Ciertamente, nunca había disfrutado tanto en una relación tan furtiva como aquella y manteniéndose apoyada con el antebrazo izquierdo a la pared, arqueó más el cuerpo y llevó la derecha a estimular al clítoris; viéndola gozar con tal predisposición, Ariel retiro la verga del sexo y antes que pudiera articular una protesta, la apoyó contra los esfínteres anales que había dilatado ampliamente y empujó de una.
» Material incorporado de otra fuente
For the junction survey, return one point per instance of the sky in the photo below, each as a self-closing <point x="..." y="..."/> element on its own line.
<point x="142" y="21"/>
Hacía años que Daniela no disfrutaba de una culeada total y sentir semejante falo invadiendo la tripa la llevó a expresar su complacencia con un estentóreo asentimiento que debió recorrer el ómnibus pero luego y con los párpados apretados y la boca expeliendo un hondo jadeo, colaboró con un cansino galope que le hacía sentir la plenitud del miembro y con su mano yendo a ocupar el lugar dejado por la verga, introdujo tres dedos a la vagina y así se dejó estar en una magnífica jineteada.
Ante la proclamación del hombre de su próxima eyaculación, salió de la verga para darse vuelta y cayendo de rodillas entre sus piernas, meterla enteramente en su boca; el gusto de las mucosas intestinales siempre le había provocado un insólito placer y ahora, mezcladas con restos del agridulce de las vaginales junto a las acres del culo, la indujeron a ceñir los labios contra la fabulosa barra de carne e iniciar un rápido vaivén con la cabeza que alimentó el pedido urgente del hombre para que lo hiciera acabar y, combinando la acción de amabas manos envolviendo la verga en un acelerado giro inverso, se dedicó al chupeteo de la parte superior hasta que, con el rugido contenido de él, abrió la boca para recibir en ella los chorros espasmódicos de un semen tanto o más sabroso del que disfrutara poco antes y deglutiendo ese néctar con delectación, se dijo que los próximos quince días serían la oportunidad para liberar los oscuros demonios de sus más perversas fantasías sexuales.